Gerald Warner in Scotland on Sunday: “No sooner has Blair sunk groggily back on the ropes after a savaging from Howard than the ghost of Christmas Past, in the shape of one of the less Follettée babes, rises to enjoy her 15 seconds of fame: ‘Will the Prime Minister join me in welcoming the opening in my constituency of a crêche for Kosovar lesbians?’ Zzzz… Of course he will – it is much more congenial than responding to questions anent the Iraq war and weapons of mass destruction”.
Alan Taylor in The Sunday Herald on the murder of Edinburgh teacher Alan Wilson who served 18 months for having sex with 16 and 17-year-old pupils after getting them drunk: “Meanwhile former pupils of Gillespie’s have been eager to tell the papers what they thought of their erstwhile teacher. Writing in the Hootsmon (The Scotsman), Angie Brown relayed the information that her fellow pupils were ‘shocked but not surprised to hear Mr Wilson had been hacked to pieces’. And they wonder why it’s so difficult to find new recruits to the teaching profession”.

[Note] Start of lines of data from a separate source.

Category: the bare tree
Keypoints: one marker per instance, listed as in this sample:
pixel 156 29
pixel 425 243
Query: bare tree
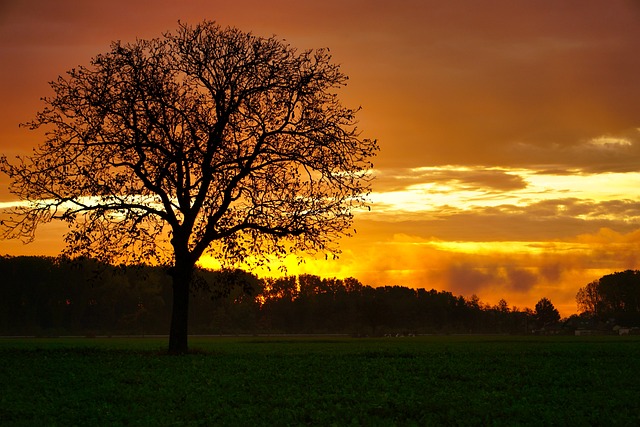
pixel 207 140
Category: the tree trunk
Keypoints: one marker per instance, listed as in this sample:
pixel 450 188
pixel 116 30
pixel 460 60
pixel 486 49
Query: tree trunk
pixel 178 334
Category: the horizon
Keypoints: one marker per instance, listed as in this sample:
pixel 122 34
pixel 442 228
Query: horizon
pixel 509 132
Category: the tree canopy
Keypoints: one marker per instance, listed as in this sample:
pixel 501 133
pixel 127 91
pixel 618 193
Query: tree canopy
pixel 209 139
pixel 613 296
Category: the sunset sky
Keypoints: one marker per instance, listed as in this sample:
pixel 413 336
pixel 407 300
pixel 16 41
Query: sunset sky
pixel 509 130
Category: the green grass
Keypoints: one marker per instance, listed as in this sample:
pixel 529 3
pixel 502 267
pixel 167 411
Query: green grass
pixel 299 381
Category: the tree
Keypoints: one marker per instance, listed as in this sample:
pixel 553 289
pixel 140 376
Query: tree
pixel 209 139
pixel 588 298
pixel 614 296
pixel 545 313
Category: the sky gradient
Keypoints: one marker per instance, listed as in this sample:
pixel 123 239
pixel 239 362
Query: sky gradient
pixel 509 130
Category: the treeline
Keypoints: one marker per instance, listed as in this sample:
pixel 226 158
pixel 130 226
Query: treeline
pixel 52 296
pixel 614 298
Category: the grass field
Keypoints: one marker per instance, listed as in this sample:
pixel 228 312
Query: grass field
pixel 328 381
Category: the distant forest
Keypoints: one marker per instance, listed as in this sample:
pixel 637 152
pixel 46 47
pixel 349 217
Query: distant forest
pixel 46 296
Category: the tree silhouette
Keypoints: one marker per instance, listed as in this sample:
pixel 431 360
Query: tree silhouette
pixel 614 296
pixel 546 313
pixel 209 139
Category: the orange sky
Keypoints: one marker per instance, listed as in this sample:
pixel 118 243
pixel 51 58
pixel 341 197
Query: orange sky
pixel 509 130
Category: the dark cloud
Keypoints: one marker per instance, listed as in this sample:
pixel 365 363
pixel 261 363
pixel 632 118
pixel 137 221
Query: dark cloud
pixel 541 221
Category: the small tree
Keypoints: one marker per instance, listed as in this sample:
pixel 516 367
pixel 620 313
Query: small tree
pixel 545 313
pixel 209 139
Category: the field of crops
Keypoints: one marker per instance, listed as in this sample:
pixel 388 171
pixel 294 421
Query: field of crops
pixel 322 381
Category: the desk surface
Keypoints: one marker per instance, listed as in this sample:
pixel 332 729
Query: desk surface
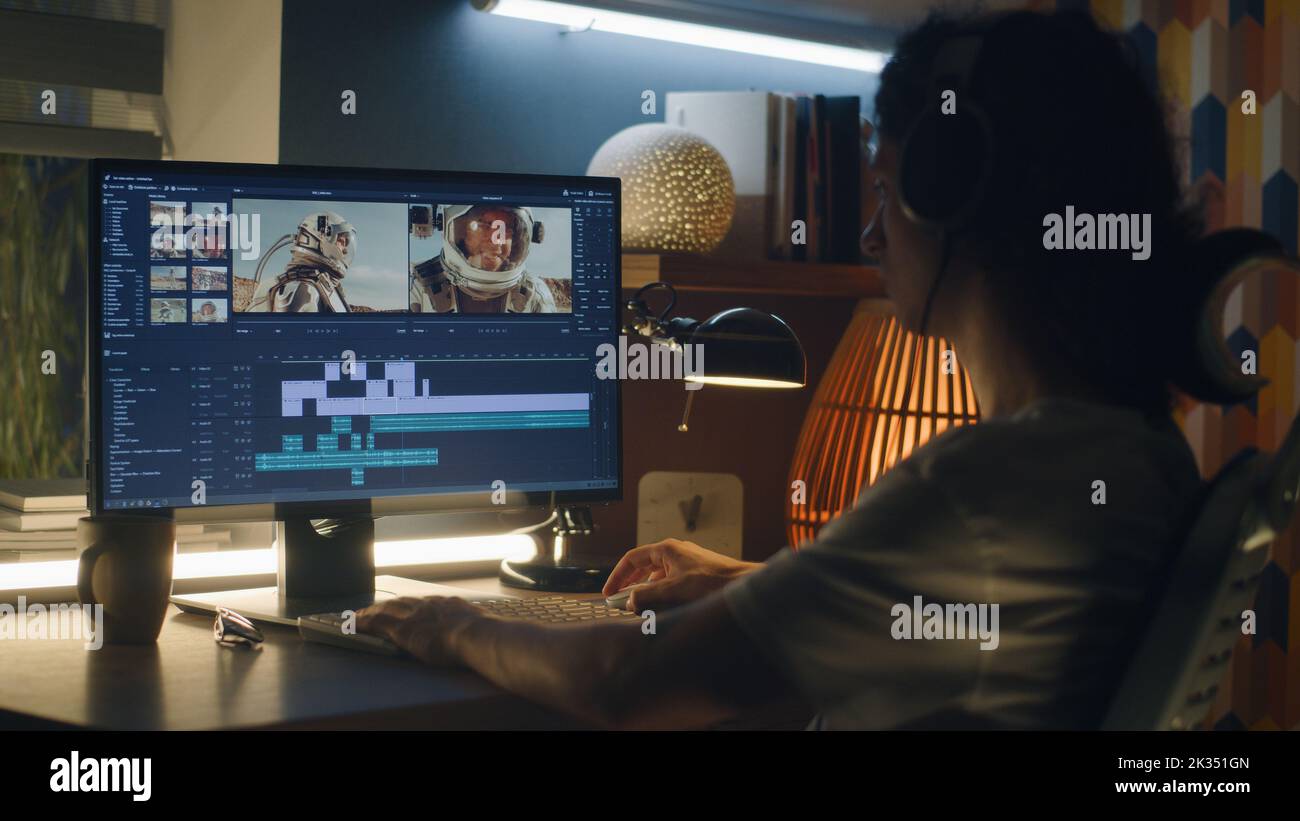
pixel 190 682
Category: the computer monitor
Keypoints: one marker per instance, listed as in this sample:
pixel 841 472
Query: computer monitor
pixel 298 343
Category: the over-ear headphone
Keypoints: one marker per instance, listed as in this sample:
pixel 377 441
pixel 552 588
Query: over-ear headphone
pixel 945 159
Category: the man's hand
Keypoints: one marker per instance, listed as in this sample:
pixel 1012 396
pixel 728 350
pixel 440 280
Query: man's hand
pixel 424 628
pixel 675 573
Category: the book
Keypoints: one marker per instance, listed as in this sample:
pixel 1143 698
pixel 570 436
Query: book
pixel 29 495
pixel 802 114
pixel 40 520
pixel 785 178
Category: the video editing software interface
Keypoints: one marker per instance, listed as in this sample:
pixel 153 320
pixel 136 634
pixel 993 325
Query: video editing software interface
pixel 282 338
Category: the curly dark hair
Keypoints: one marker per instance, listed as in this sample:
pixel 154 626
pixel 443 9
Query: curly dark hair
pixel 1075 121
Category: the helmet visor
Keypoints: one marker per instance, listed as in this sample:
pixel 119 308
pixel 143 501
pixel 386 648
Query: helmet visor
pixel 492 238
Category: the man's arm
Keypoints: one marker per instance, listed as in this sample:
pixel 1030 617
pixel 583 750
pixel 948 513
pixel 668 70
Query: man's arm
pixel 696 669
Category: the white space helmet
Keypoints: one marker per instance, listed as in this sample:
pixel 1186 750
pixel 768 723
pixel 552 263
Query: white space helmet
pixel 485 247
pixel 325 238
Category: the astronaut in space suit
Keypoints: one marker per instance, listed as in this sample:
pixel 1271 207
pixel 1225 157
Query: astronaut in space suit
pixel 481 268
pixel 323 250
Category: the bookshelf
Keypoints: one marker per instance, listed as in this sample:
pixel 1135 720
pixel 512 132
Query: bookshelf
pixel 693 272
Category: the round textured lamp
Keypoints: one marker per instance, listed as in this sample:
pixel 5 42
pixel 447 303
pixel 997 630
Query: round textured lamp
pixel 865 420
pixel 677 192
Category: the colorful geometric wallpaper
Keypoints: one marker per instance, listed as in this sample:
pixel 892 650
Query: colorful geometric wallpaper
pixel 1247 170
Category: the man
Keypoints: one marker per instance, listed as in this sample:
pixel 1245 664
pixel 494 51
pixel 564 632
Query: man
pixel 1001 513
pixel 321 252
pixel 482 265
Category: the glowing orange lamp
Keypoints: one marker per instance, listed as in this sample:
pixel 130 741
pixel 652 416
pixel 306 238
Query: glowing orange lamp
pixel 885 392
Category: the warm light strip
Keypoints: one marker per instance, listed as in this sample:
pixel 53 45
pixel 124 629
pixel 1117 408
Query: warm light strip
pixel 219 564
pixel 692 34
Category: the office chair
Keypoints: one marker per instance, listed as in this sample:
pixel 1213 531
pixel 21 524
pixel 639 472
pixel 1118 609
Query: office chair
pixel 1184 654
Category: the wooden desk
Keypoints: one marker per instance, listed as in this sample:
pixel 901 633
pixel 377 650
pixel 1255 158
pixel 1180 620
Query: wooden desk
pixel 190 682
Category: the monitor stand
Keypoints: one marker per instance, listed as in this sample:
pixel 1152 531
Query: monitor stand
pixel 555 569
pixel 325 565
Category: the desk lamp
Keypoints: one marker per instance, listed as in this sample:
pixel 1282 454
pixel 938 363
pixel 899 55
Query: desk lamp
pixel 742 347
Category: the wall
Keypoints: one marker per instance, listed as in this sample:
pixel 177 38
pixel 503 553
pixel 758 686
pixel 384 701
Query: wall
pixel 1247 168
pixel 221 79
pixel 442 86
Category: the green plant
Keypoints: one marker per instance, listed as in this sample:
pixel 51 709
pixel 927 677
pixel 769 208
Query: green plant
pixel 42 252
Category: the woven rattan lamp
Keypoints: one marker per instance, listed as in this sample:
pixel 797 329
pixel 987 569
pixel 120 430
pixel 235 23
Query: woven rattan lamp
pixel 862 420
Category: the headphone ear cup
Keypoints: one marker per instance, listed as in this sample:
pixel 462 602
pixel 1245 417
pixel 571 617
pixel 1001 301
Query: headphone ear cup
pixel 944 166
pixel 1217 264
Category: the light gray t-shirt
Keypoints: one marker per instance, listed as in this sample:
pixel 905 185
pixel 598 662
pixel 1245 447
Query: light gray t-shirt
pixel 1005 512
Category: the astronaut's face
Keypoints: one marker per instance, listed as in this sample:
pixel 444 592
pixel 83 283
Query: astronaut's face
pixel 492 238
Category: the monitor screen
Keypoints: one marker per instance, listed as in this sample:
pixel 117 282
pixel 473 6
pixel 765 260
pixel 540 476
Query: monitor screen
pixel 278 335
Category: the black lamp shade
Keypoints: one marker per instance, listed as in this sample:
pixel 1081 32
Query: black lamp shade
pixel 749 348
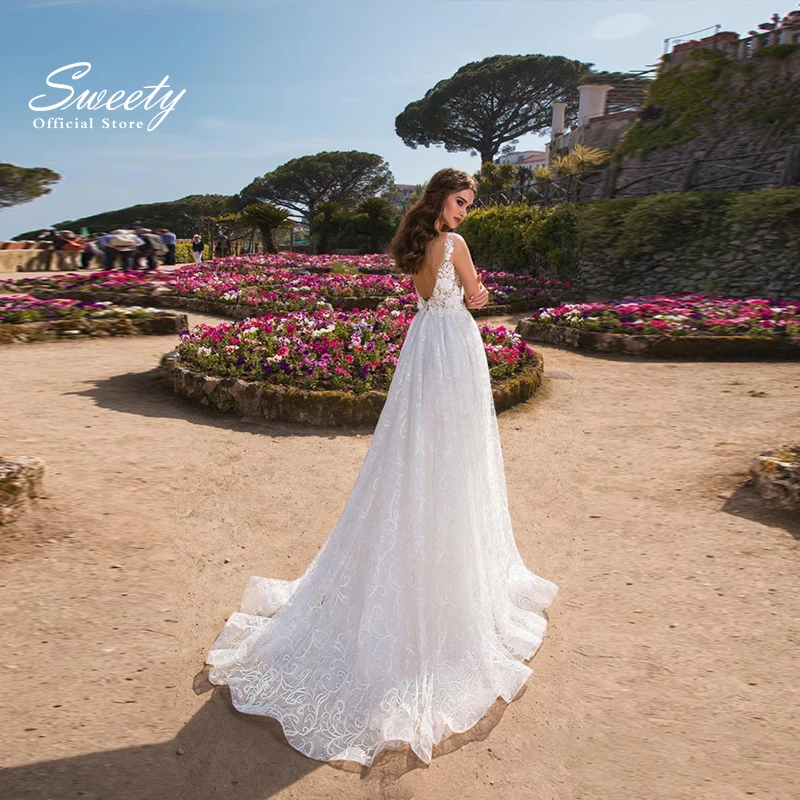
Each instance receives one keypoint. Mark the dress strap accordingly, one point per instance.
(448, 247)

Former Herald editor Harry Reid in The Scottish Review: “Two senior but very different politicians, Lord Hurd and Robin Cook, drew loud and sustained applause at a recent conference in Cheltenham when they attacked contemporary standards in the British press. It is possible that the unthinkable has happened; journalists are even less popular then politicians”.